Valuation is not just about compensation costs, said Blevins. “It’s absolutely about how insured people manage through this and how their insurance program should react,” he said.

Risk managers should review their coverage conditions and ensure that their policy limits and sub-limits are sufficient to cover a loss in the inflation-driven environment, experts say.

Risk managers understand that they have to pay a reasonable premium, but the challenge is to quantify how much they need in limits so that in the event of a loss they do not have more expenses that are uninsured than they are insured, Padilla said.

“A $ 10 million lower limit on inflation will actually be 80% if it’s a 20% inflation factor, so I have to raise that lower limit to make sure I take inflation into account on my side of the equation,” he said.

Loss prevention is crucial, said Mr. Blevins. The more a policyholder can manage their facilities to address risk technology and the potential for loss, and prevent front-end losses, the better they can manage their total risk cost, he said.
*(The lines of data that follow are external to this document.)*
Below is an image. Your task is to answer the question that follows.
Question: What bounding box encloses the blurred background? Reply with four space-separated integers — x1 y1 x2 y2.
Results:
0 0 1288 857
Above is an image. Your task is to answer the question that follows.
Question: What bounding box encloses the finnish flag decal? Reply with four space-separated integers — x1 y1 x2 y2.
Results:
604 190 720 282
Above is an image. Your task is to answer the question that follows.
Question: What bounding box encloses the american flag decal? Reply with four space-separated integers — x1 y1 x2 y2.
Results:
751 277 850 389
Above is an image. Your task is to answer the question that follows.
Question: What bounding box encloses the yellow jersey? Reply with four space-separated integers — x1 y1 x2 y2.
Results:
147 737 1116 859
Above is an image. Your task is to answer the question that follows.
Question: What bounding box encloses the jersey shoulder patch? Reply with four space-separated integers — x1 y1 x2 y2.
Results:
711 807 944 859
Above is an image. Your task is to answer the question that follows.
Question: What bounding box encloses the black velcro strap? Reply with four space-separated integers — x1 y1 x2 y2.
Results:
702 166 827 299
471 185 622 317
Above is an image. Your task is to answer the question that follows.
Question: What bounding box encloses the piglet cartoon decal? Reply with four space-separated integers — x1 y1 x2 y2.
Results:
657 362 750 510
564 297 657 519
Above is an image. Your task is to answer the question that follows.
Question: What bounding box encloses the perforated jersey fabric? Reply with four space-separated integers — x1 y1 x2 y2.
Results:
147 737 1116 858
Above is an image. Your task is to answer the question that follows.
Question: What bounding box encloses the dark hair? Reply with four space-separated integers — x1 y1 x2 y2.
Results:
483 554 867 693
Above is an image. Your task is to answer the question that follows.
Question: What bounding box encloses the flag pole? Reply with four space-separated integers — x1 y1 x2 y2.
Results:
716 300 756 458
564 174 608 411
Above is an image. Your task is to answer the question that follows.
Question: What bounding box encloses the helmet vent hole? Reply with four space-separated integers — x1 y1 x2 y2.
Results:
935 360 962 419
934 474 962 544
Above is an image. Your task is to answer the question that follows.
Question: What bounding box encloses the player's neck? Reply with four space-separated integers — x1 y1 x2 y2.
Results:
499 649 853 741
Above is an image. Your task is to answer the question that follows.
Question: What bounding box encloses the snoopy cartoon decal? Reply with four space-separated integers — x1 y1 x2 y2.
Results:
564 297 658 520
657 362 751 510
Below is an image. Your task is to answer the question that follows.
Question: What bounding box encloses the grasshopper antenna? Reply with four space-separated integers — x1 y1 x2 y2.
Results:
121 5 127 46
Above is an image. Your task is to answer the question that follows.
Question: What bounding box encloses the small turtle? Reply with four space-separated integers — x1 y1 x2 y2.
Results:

Neither insurers nor policyholders want surprises, Bane said. Customers should prepare well in advance of renewals and verify their values ​​to ensure they budget accordingly for increased premiums, she said.

“Being able to deliver the message to insurers that you take values ​​seriously, that you are focused on a data-rich statement of value … is really different,” she said.

If a company does not want to increase its insured values, it may face limits on how much it could recover in the event of a loss, Marchitello said.

“It’s a big compromise – to give up coverage to save premiums,” he said.